Na busca de repetir o sucesso de outros filmes recentes do mesmo género, a United Artists viu-se com um filme que, decididamente, não valia pela soma das suas partes. Ainda que os valores de produção sejam irrepreensíveis (com a Technirama resultando numa fotografia lindíssima, e cenários, quer naturais, quer de estúdio, de belo efeito), um guarda-roupa admirável, um argumento decente, e tenha algumas presenças inesquecíveis, o resultado falha. Falha principalmente pela falta de ritmo, com Vidor a mostrar não ser dotado para projectos nos quais não tem o coração. O filme arrasta-se em momentos estéreis, e tenta viver da presença das suas estrelas.

É evidente que Gina Lollobrigida, cuja participação foi negociada como indispensável, é um deleite para os olhos. Exalando feminilidade e sedução, a actriz italiana domina grande parte do filme. Mas fá-lo em exagero, por vezes impedindo-o de se soltar e avançar. Em contraste, Yul Brynner é demasiado sério, demasiado preocupado em ser perfeito, roubando o seu personagem de qualquer humanidade que pudesse (e devesse) criar empatia com o público, como o motor de uma história que se quer humana, e que lembra muito o superior “Sansão e Dalila” (Samson and Delilah, 1948) de Cecil B. DeMille, onde Gregory Peck e Susan Hayward tomavam de assalto o ecrã com um romance maior que qualquer religião.

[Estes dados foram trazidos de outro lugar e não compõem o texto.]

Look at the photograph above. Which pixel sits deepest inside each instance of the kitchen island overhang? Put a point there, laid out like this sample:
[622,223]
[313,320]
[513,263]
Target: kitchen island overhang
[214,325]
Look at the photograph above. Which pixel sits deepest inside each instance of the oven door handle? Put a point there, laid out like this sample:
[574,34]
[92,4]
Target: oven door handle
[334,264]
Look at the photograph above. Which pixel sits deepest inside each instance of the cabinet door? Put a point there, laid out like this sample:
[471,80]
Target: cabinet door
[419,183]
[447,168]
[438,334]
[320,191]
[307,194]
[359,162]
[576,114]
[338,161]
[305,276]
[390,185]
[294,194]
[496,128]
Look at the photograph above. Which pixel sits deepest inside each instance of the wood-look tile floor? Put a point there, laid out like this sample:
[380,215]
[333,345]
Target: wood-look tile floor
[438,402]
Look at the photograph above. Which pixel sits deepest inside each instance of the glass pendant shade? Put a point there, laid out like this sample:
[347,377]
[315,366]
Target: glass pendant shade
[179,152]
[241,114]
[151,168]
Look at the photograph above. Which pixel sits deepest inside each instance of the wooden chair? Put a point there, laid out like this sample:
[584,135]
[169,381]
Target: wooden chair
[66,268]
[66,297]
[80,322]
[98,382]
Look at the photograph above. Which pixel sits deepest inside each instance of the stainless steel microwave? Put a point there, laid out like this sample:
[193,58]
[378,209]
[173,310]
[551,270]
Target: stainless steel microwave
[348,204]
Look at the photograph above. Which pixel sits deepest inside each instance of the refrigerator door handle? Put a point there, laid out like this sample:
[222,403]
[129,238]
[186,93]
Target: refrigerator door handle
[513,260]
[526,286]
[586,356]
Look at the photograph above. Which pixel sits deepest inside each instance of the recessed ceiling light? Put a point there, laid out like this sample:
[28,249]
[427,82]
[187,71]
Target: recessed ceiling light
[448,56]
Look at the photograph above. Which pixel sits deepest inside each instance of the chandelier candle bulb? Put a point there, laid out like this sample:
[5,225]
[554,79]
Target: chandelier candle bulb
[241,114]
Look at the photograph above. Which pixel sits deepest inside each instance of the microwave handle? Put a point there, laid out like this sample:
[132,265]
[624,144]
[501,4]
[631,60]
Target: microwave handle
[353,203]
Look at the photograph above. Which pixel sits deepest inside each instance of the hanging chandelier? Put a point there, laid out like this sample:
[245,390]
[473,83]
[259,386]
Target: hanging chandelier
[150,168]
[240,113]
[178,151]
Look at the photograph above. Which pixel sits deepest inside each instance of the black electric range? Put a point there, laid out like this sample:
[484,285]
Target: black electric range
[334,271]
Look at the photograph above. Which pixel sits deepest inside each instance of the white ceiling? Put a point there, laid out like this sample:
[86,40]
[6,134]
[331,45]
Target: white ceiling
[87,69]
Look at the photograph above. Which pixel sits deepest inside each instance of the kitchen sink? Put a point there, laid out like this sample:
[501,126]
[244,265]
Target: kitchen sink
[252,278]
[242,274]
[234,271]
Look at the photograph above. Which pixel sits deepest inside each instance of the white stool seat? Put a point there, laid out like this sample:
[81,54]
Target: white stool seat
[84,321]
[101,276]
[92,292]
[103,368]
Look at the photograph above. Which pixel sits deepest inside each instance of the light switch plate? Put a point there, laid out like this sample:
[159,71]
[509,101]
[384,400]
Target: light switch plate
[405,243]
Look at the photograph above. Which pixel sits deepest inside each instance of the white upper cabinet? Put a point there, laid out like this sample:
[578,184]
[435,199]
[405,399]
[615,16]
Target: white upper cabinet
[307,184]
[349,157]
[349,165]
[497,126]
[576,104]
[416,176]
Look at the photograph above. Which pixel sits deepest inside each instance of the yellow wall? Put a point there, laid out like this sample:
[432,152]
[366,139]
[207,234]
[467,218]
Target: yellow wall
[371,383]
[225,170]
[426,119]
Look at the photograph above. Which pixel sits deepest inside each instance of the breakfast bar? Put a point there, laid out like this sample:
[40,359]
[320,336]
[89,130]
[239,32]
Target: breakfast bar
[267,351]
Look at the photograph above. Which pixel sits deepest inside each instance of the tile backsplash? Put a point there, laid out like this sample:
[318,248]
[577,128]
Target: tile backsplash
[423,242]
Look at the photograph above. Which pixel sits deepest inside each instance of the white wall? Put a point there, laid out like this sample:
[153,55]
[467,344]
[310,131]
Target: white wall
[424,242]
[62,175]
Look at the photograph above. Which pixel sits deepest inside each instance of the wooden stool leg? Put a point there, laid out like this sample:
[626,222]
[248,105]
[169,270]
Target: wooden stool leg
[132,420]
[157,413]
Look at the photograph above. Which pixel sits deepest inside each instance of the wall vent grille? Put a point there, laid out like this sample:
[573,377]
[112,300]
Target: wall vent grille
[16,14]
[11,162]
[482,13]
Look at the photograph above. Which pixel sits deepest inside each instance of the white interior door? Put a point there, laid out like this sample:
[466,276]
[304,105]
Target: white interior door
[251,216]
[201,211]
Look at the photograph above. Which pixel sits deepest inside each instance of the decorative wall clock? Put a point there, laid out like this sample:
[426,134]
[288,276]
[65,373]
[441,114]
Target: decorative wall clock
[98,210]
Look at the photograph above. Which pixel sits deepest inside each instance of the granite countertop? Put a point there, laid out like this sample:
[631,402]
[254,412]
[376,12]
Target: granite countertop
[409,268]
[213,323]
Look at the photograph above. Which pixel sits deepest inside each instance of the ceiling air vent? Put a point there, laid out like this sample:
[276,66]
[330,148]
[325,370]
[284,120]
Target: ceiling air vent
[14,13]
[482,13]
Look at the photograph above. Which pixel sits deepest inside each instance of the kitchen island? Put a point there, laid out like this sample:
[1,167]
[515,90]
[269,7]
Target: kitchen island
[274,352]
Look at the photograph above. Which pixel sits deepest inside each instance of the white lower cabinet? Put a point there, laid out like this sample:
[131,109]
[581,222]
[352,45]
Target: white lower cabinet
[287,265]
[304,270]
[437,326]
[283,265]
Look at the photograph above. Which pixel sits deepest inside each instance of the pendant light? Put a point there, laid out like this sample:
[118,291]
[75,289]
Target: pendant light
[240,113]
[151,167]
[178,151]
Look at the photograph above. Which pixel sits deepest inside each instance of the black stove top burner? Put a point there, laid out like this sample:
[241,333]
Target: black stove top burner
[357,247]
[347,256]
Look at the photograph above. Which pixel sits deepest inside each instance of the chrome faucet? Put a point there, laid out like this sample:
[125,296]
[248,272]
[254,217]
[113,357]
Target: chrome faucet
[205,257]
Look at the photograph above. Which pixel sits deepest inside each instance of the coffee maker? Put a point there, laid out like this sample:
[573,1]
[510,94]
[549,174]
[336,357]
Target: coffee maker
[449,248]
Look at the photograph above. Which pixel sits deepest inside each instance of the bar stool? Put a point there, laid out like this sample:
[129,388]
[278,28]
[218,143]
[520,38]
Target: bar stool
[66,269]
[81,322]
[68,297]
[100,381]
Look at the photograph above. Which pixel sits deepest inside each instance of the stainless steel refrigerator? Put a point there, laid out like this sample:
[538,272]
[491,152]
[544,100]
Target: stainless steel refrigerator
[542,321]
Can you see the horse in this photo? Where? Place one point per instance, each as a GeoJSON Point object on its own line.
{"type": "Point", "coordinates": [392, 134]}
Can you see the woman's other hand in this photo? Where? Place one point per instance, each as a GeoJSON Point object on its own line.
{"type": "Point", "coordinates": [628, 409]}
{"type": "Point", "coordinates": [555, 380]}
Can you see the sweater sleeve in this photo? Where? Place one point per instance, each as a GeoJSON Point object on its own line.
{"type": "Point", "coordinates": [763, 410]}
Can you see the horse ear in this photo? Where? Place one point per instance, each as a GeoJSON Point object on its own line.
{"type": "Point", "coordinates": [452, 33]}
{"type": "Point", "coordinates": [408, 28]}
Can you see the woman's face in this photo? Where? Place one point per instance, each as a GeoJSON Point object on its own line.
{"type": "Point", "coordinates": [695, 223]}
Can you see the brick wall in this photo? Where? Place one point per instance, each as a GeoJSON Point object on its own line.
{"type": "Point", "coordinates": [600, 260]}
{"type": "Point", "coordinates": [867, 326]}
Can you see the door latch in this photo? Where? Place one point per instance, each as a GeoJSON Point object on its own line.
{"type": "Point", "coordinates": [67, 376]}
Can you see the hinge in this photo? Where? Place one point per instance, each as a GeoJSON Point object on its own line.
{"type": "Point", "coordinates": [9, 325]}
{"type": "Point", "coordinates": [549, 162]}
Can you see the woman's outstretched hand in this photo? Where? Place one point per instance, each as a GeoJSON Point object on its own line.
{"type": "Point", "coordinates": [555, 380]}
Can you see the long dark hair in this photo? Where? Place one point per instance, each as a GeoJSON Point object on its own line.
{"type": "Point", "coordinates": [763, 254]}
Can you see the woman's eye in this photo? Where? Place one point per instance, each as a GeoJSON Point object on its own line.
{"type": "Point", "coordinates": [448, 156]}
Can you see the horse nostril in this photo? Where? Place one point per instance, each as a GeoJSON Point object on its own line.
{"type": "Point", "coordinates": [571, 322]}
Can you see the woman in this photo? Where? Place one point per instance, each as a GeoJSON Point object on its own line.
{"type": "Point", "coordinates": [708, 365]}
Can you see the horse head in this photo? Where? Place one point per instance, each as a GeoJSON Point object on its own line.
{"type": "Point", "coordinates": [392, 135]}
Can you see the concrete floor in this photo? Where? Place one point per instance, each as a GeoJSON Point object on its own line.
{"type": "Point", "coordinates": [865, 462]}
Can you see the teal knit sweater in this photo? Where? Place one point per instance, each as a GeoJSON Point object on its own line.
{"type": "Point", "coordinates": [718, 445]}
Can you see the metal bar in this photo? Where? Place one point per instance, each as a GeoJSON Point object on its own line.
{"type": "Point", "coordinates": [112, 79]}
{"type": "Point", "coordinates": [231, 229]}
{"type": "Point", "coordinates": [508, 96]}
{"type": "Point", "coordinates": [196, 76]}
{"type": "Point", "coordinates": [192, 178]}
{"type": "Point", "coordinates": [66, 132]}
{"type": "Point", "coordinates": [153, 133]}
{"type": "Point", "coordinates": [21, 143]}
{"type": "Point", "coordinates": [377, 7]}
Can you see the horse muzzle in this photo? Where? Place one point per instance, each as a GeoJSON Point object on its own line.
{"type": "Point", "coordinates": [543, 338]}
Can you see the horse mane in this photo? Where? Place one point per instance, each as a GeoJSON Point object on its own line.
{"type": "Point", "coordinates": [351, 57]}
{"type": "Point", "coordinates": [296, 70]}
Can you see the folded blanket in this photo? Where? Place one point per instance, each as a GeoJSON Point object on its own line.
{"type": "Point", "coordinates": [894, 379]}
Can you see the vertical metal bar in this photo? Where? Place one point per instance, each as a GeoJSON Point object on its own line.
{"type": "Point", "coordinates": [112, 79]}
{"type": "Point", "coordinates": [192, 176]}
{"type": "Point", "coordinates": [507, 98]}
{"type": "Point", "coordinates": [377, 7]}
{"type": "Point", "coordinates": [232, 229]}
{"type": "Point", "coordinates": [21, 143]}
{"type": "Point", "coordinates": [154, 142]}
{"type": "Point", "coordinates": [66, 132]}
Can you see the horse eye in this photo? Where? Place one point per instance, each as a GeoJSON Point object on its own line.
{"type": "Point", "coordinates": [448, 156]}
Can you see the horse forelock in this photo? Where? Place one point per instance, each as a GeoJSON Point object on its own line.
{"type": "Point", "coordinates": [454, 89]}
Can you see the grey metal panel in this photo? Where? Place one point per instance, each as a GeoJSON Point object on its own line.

Mas ao invés, “Salomão e a Rainha de Saba” é sempre um filme preso a convenções e regras de um estilo, com alguns momentos memoráveis, como a dança de Lollobrigida, ou a batalha final resolvida com reflexos do sol em escudos espelhados.

O filme foi mal recebido pela crítica, e não fora o enorme sucesso de “Ben-Hur” no mesmo ano, poder-se-ia pensar que as super-produções de épicos históricos em Technicolor e ecrã panorâmico poderiam ter os dias contados, pois a fórmula começava a estar gasta, e o público pedia emoções diferentes para a nova década que se avizinhava.

Gina Lollobrigida e Yul Brynner

Produção:

Título original: Solomon and Sheba; Produção: Edward Small Productions (Theme Pictures); País: EUA; Ano: 1959; Duração: 141 minutos; Distribuição: United Artists; Estreia: 27 de Outubro de 1959 (Reino Unido), 25 de Dezembro de 1959 (Portugal).

Equipa técnica:

Realização: King Vidor; Produção: Ted Richmond, Tyrone Power [não creditado]; Argumento: Anthony Veiller, Paul Dudley, George Bruce; História: Crane Wilbur; Música: Mario Nascimbene, Malcolm Arnold [não creditado]; Direcção Musical: Franco Ferrara; Fotografia: Freddie Young [filmado em Technirama, cor por Technicolor]; Montagem: Otto Ludwig; Direcção Artística: Richard Day, Alfred Sweeney, Luis Pérez Espinosa; Cenários: Dario Simoni; Figurinos: Ralph Jester; Caracterização: John O’Gorman, Thomas Tuttle, Tom Smith; Efeitos Especiais: Alex Weldon; Coreografia: Jeroslav Berger, Jean Pierre Genet; Director de Produção: Richard McWhorter, Eduardo García Maroto.

Elenco:

Yul Brynner (Salomão), Gina Lollobrigida (Saba), George Sanders (Adonias), Marisa Pavan (Abisag), David Farrar (Faraó), Harry Andrews (Baltor), Jean Anderson (Takyan), John Crawford (Joabe), William Devlin (Natã, O Profeta), Laurence Naismith (Hezrai), Jack Gwillim (Josias), Finlay Currie (David), José Nieto (Acabe), Maruchi Fresno (Bate-seba), Julio Peña (Zadok).